A vacuum-assisted vaginal birth is when your doctor uses a vacuum extractor, which is a soft cup placed on your baby’s head, to help guide your baby out as you push. This is normally used during the second stage of your birth (the pushing stage) when your baby is low in your pelvis. 

This method is associated with lower risk of injury and infection, a shorter hospital stay, less blood loss, and no surgical complications. However, common risks would include short-term marking or bruising to your baby’s head, jaundice, vaginal tearing, and temporary problems with your bladder. 

Forceps-assisted Vaginal Birth 

Forceps are tong-like instruments placed inside your vagina to gently pull your baby out as you push. Though it may sound unfamiliar, forceps are safe when used by experienced and specially trained health care providers and can help you avoid having a C-section. 

Compared to a C-section, forceps-assisted vaginal birth is associated with lower risk of injury and infection, a shorter hospital stay, less painful recovery, less blood loss, and no surgical complications. 

Cesarean Section

A vaginal birth isn’t the best option for everyone. Sometimes, your doctor will determine that the best course of action for your delivery is a Cesarean section (also known as “C-section”). During this surgical delivery, the doctor will deliver the baby using incisions in the mother’s abdomen and uterus. 

Doctors may resort to a C-section for many reasons, all centered around the safety of you and your baby. Some factors would include:

  • If you have existing medical conditions such as heart disease, diabetes, and high blood pressure
  • If your baby is in a breech or transverse position rather than being head-down
  • If your baby is too big to pass through your pelvis 
  • If your labor isn’t progressing 

Vaginal Birth After Cesarean (VBAC)

If you have already given birth to a baby by C-section, you may be thinking about a vaginal birth for your next baby. This is what’s called a vaginal birth after cesarean (VBAC).
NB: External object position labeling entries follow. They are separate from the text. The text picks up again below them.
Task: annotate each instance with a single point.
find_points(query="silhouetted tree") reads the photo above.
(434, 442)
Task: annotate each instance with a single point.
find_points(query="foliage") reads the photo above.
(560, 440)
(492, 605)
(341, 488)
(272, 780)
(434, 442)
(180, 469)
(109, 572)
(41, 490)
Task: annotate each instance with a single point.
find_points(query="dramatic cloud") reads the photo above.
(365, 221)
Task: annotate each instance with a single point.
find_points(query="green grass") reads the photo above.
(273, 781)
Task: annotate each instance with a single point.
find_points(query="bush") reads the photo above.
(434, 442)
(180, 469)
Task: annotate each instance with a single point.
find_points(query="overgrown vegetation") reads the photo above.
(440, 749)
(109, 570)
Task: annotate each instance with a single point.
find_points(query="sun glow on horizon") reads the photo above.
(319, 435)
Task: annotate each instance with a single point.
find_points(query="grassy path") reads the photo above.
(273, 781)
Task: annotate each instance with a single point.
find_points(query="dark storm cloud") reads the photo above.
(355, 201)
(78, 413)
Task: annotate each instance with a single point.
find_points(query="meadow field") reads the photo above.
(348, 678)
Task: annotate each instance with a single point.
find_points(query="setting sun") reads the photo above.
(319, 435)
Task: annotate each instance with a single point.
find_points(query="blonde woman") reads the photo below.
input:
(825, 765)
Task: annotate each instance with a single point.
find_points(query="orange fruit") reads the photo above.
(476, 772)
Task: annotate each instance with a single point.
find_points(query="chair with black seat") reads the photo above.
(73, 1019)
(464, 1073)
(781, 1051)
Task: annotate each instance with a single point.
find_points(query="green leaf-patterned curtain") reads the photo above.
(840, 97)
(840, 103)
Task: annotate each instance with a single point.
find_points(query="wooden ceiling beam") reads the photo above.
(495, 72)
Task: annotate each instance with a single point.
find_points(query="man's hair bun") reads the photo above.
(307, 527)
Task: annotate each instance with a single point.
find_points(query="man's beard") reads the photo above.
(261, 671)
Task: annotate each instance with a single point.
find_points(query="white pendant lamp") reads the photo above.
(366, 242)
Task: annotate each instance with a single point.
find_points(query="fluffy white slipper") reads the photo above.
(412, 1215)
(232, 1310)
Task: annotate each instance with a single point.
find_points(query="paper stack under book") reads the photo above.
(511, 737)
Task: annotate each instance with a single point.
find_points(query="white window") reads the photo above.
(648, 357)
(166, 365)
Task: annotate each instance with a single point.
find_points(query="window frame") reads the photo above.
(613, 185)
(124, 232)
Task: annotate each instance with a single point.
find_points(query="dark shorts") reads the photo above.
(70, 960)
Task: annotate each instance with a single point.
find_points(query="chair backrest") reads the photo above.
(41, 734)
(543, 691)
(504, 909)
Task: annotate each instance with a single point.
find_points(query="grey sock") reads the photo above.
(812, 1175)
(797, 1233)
For many women, this is very possible!


A common reason for choosing to have a vaginal birth after already having a C-section in the past is because of the avoided risks of going through multiple C-sections, such as placenta previa or placenta accreta. 

With VBAC, you also face a lower risk of surgical complications such as excessive bleeding, infection and blood clotting in your veins. You’ll also have a shorter recovery time after a VBAC compared to a repeat C-section. Avoiding a surgical delivery will help you return to your normal activities much sooner. 

Is It Right For You?

Although VBAC is very possible for many women, it isn’t right for everyone. You might be a candidate for VBAC if you’re pregnant with one baby and have a history of one or two low transverse C-sections, or one C-section with an unknown type of uterine incision - and of course, if your current health conditions permit. 

Many doctors wouldn’t recommend a VBAC if you've had more than two C-sections prior to your current pregnancy, if you have a body mass index of 50 or higher at the time of your delivery, or finally, if you’ve never had a vaginal delivery. 

Keep in mind that VBAC’s are also not an option if you’re pregnant with triplets or higher order multiples.